For as long as western companies have been doing business in China–under Chinese laws–there’s been a fundamental question that’s been a subject of immense controversy: Are they helping to make China more free, or are they helping the Chinese government prevent more freedom?
Until now, Google has been one of a number of U.S. Web companies that has willingly provided a censored version of its services in China as a prerequisite of doing business there. It’s maintained that providing the Chinese people with access to some information is better than denying them access to Google entirely, and its Chinese search engine has carried a disclaimer that some links are suppressed.
But now that’s changing. In a fascinating blog post, Google has disclosed that it discovered a sophisticated hacker attack on its systems in mid-December. Its investigation revealed that the target was the accounts of Chinese human rights activists, and that the attack encompassed other large companies.
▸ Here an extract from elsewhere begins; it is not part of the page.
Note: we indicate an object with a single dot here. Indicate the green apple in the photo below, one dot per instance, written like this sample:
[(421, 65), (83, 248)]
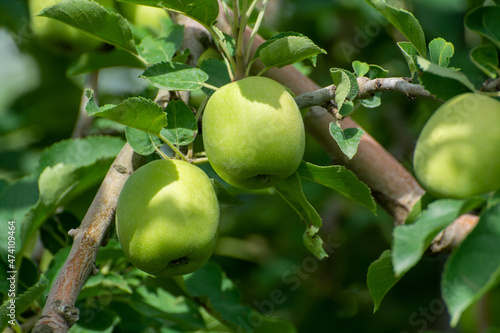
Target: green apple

It further found that the Gmail accounts of Chinese human rights activists had been breached through such means as malware installed on their computers.
The blog post never explicitly says that the Chinese government is behind the attacks, but Google’s reaction makes clear what its conclusions are:
These attacks and the surveillance they have uncovered–combined with the attempts over the past year to further limit free speech on the web–have led us to conclude that we should review the feasibility of our business operations in China. We have decided we are no longer willing to continue censoring our results on Google.cn, and so over the next few weeks we will be discussing with the Chinese government the basis on which we could operate an unfiltered search engine within the law, if at all. We recognize that this may well mean having to shut down Google.cn, and potentially our offices in China.
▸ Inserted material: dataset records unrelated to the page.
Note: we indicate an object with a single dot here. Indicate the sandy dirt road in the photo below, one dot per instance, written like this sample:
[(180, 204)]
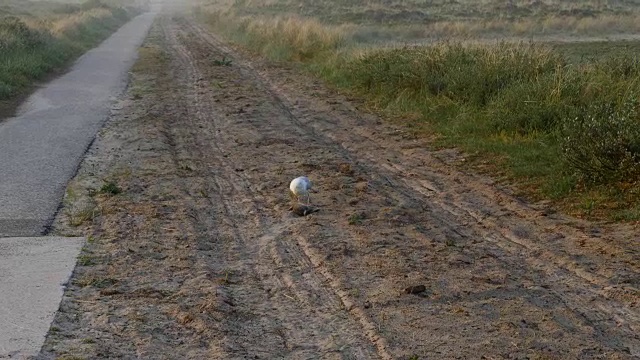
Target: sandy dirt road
[(199, 257)]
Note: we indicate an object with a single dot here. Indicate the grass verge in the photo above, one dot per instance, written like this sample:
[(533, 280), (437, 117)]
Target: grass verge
[(557, 128), (36, 45)]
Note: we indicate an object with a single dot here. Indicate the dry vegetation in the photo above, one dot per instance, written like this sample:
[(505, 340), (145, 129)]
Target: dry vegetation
[(38, 38), (530, 108)]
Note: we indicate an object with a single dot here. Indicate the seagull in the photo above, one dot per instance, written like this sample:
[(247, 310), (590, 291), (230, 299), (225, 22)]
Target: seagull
[(300, 186), (302, 210)]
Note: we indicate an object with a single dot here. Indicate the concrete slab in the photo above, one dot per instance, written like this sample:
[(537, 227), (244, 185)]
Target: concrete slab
[(33, 274)]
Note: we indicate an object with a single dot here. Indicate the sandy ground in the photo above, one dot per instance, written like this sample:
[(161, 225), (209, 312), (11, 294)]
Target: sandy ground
[(198, 256)]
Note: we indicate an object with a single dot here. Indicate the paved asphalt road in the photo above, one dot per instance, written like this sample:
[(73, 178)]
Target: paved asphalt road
[(41, 148)]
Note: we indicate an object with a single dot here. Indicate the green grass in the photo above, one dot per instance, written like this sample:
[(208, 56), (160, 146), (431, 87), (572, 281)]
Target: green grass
[(36, 43), (561, 121)]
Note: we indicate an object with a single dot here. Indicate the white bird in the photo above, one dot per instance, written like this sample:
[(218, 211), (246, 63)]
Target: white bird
[(300, 187)]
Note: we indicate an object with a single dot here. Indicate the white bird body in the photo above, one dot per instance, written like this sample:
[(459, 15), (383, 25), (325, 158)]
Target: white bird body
[(300, 187)]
I’ve wrestled with the question of the western media’s involvement in China myself for years. Before I started Technologizer, I was the editor of PC World, a publication that not only has a Chinese edition, but publishes it as a joint venture with the government, with an on-the-premises government official in charge of monitoring its content. I thought that the good of the arrangement outweighed the bad, since the personal technology that PC World covers is playing such a significant role in improving the lives of the Chinese people.
But I’m very proud of the fact that Automattic, the creators of WordPress and the company that hosts Techologizer, has refused to censor WordPress.com blogs in China–which, as of my last visit to China in 2008, meant that the millions of WordPress.com blogs were all blocked by the Great Firewall of China. Not every blogging platform has taken such a firm stance in favor of freedom of speech. And oddly enough, I ran into multiple folks in Beijing who were smart enough to figure out how to bypass the government’s censorship and read Technologizer and other blocked western sites.
I remain positive that the west needs to engage China rather than cut it off; I’m not in favor of blanket boycotts. But I admire Google enormously for the actions it’s announcing today. Let’s see how its western competitors–some of who may also have been among those attacked–respond.